Here are some anonymous and anonymous quotes I received from the survey:

  • Most of the approvals are nice to receive, but they should not be taken seriously. “
  • Professional certification without experience is stupid … “
  • The authorities will go through the process of sorting human resources … “
  • Experience is important, but certification opens the door … “
  • Nobody asked for my credentials … better experience … “
  • The certification helped with knowledge, but not with a salary or getting a better job … “
  • The certifications are for human resources … because it is easy to deny candidates instead of focusing on their experience. “
  • I believe all approvals are nothing more than official. They will help “direct” you to the subject, but they are nothing compared to a real-world experience. “
  • I feel that authority is just another key word for excluding job applicants. “
  • I think the authority is a year or more behind the real-world job skills. “
  • Many certifications become products and reduce their value … Some of Microsoft’s certifications went this way. Anyone can get it by reading a book and writing the exam without experience. “Certification without related tangible experience is meaningless.”

This last one sums up my opinion quite well. My soapbox was Project Management Certification (PMP). I have worked with many project managers without PMP certification and some with certification. The experienced project manager who lacks PMP certification has proven to be more competent and successful than the less experienced project manager, who has PMP certification each time.

Due to the low requirements to pass the exam (61% correct answers) and the minimum experience required to be able to take the exam (35 hours PM training and 4500 hours real work experience PM), require specifically from a candidate whether PMP even be considered a project management position automatically leaves candidates Highly experienced and qualified. This is a lazy recruitment process and it means that the organization will not recruit the best candidate available.

However, I think the majority will agree that you have spent time, money and energy to prepare and obtain any certification that is relevant – perhaps even helpful – to the career you have chosen showing a certain level of dedication and perseverance.
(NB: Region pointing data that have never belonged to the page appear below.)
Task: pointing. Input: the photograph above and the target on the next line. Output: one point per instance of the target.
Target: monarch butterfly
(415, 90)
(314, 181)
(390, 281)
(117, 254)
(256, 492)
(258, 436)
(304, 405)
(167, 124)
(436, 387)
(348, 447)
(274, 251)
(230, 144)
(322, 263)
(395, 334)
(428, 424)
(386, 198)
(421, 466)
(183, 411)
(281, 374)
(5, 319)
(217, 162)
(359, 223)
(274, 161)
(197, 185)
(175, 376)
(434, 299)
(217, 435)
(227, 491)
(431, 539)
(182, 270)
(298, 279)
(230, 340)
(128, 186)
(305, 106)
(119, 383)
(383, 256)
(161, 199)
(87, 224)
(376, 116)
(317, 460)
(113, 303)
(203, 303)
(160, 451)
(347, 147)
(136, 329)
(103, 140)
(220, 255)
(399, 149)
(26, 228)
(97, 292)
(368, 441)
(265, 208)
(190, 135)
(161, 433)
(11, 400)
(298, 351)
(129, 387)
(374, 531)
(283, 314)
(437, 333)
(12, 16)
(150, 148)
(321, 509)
It can also help align the playground in terms of similar opinions and consistent vocabulary among project colleagues and teammates.

In today’s job market with high unemployment, low salaries and about five unemployed job seekers for every vacancy, human resources departments need to do something to sift through the masses of resumes and candidates they face while filtering for every job. For certain specific areas – including many in the IT industry – certifications can become an easy (though slightly misleading) way to sort the piles of applications and resumes sent by email to reach some manageable ones. Especially.and yes, probably the best candidate for the job in many cases.but you have to hang your hat on something and for human resources this is usually the required certification.

Finally, one respondent in the survey summed it up well when he stated …

  • “Experience plus certification is much better. Usually an experienced person with certification shows that he is at least trying to touch on various aspects of his field.”

Receiving the certification indicates effort and dedication to your field. Looking at them from the job applicant’s point of view, trying to differentiate themselves from the rest of the field, it’s one thing they can take into their own hands and perhaps win a valuable place in this final pool of candidates.